Perhaps it's just burnout in an age of over-consumption, but lately I've found myself dreaming of a place on the internet that's both attractive and Human. I'm sure I'm not alone. In recent years we have seen the emergence of alternative social apps such as BeReal, Hive and members reminiscent of Myspace, SpaceHey and all aimed at bringing character and interpersonal connections back to social media. But no one has cracked the code for sustainable mass adoption. Discord and even Reddit serve some of the same needs between people, but they have more in common with the prototypical chat rooms and social media forums than with the sites that emerged during the rise of social media.
Meanwhile, Meta is increasingly incorporating AI into its applications. Just this summer we got chatbot developer AI Studio, which Meta touted not only as a way for users to create AI characters, but also as “creators creating AI as an extension of themselves to attract more fans.” Instead of talking to your real friends or making new ones around shared interests, you can deepen your parasocial relationships with celebrities, influencers, and fictional characters by chatting with AI versions of them. Or choose from several AI girlfriends that can now be found in your private messages menu.
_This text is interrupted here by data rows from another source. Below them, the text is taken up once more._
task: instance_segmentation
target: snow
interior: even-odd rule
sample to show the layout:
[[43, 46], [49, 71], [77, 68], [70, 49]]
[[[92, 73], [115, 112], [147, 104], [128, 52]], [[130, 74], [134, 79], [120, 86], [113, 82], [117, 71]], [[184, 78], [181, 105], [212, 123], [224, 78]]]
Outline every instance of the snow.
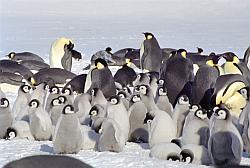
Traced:
[[[242, 58], [250, 45], [249, 9], [248, 0], [1, 0], [0, 57], [30, 51], [48, 63], [51, 43], [68, 37], [83, 55], [73, 64], [73, 72], [80, 74], [96, 51], [139, 48], [141, 33], [149, 31], [162, 48], [196, 51], [199, 46], [207, 54], [233, 51]], [[16, 95], [7, 97], [13, 103]], [[145, 148], [128, 143], [121, 153], [82, 150], [71, 156], [94, 167], [205, 167], [149, 158]], [[0, 140], [0, 166], [34, 154], [53, 154], [52, 143]]]

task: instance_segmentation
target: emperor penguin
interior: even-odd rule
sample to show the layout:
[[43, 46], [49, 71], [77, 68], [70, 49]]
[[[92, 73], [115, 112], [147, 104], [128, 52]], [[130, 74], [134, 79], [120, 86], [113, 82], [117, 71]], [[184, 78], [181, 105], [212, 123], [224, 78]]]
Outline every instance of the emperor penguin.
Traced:
[[30, 132], [30, 125], [27, 121], [15, 121], [11, 127], [7, 128], [5, 139], [28, 139], [34, 141], [34, 137]]
[[162, 160], [180, 161], [180, 152], [181, 148], [175, 143], [162, 142], [150, 149], [149, 156]]
[[238, 129], [232, 122], [227, 108], [220, 107], [214, 112], [210, 123], [208, 151], [215, 166], [236, 166], [240, 164], [243, 142]]
[[43, 109], [37, 99], [29, 102], [28, 112], [30, 131], [35, 140], [50, 140], [52, 137], [52, 122], [48, 112]]
[[182, 144], [203, 145], [207, 148], [209, 139], [209, 119], [205, 109], [198, 109], [190, 117], [190, 121], [183, 127]]
[[193, 63], [186, 55], [185, 49], [179, 49], [176, 55], [163, 63], [160, 79], [164, 79], [163, 88], [168, 91], [168, 98], [173, 106], [181, 94], [191, 97], [190, 83], [194, 79]]
[[9, 57], [10, 60], [16, 62], [29, 61], [29, 60], [44, 62], [44, 60], [39, 55], [31, 52], [20, 52], [20, 53], [10, 52], [7, 56]]
[[106, 61], [101, 58], [95, 60], [95, 69], [91, 71], [91, 86], [89, 91], [92, 88], [101, 89], [105, 98], [116, 94], [115, 80]]
[[50, 48], [50, 67], [71, 71], [74, 43], [68, 38], [55, 40]]
[[70, 156], [33, 155], [7, 163], [3, 168], [92, 168], [92, 166]]
[[197, 165], [211, 164], [208, 149], [203, 145], [187, 144], [181, 147], [181, 162]]
[[82, 148], [83, 135], [80, 122], [72, 105], [66, 105], [56, 124], [53, 136], [55, 153], [78, 153]]
[[178, 98], [177, 104], [172, 114], [173, 121], [177, 125], [177, 137], [180, 137], [182, 135], [184, 122], [186, 116], [189, 113], [189, 107], [190, 107], [189, 98], [186, 95], [181, 95]]
[[129, 115], [119, 96], [115, 95], [110, 97], [107, 104], [107, 117], [112, 118], [120, 125], [125, 140], [127, 141], [130, 129]]
[[147, 112], [144, 123], [148, 125], [149, 146], [161, 142], [171, 142], [176, 138], [177, 126], [168, 113], [161, 110]]
[[94, 130], [101, 134], [98, 140], [98, 151], [122, 152], [125, 147], [125, 136], [120, 125], [111, 118], [99, 118], [94, 123]]
[[173, 106], [169, 102], [167, 90], [164, 91], [163, 86], [158, 87], [155, 102], [160, 110], [166, 111], [169, 115], [172, 116]]
[[0, 139], [5, 136], [7, 128], [11, 126], [13, 121], [9, 105], [7, 98], [0, 99]]
[[129, 115], [129, 139], [132, 142], [148, 142], [148, 129], [143, 120], [146, 117], [147, 108], [141, 101], [140, 95], [135, 94], [131, 97], [131, 106], [128, 110]]
[[15, 120], [28, 121], [28, 104], [30, 102], [30, 90], [29, 85], [22, 85], [18, 90], [18, 96], [14, 102], [12, 113]]
[[140, 48], [141, 69], [145, 72], [158, 72], [162, 64], [162, 51], [158, 41], [152, 33], [143, 33], [145, 39]]

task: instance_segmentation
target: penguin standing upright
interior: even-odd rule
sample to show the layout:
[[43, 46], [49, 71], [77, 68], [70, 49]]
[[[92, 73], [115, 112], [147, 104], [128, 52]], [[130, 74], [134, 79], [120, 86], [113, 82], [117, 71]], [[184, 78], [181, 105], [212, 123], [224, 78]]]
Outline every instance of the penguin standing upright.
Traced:
[[66, 105], [56, 124], [53, 136], [55, 153], [78, 153], [83, 144], [80, 123], [72, 105]]
[[158, 72], [162, 64], [162, 51], [160, 45], [152, 33], [143, 33], [145, 40], [140, 49], [141, 69], [146, 72]]
[[13, 121], [9, 105], [7, 98], [0, 98], [0, 139], [5, 136], [7, 128]]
I'm afraid we've completely lost the plot.
I started checking Tumblr again and again, if only to see a less chaotic, more curated feed and to enjoy the reminder of how fun customization can be. Several friends have mentioned doing the same. But given the platform and him It's not exactly an online oasis either. As if on cue, I was recently served it seemed incredibly apt during my evening scrolling: “We didn’t get any better. the rest of the Internet just got worse.”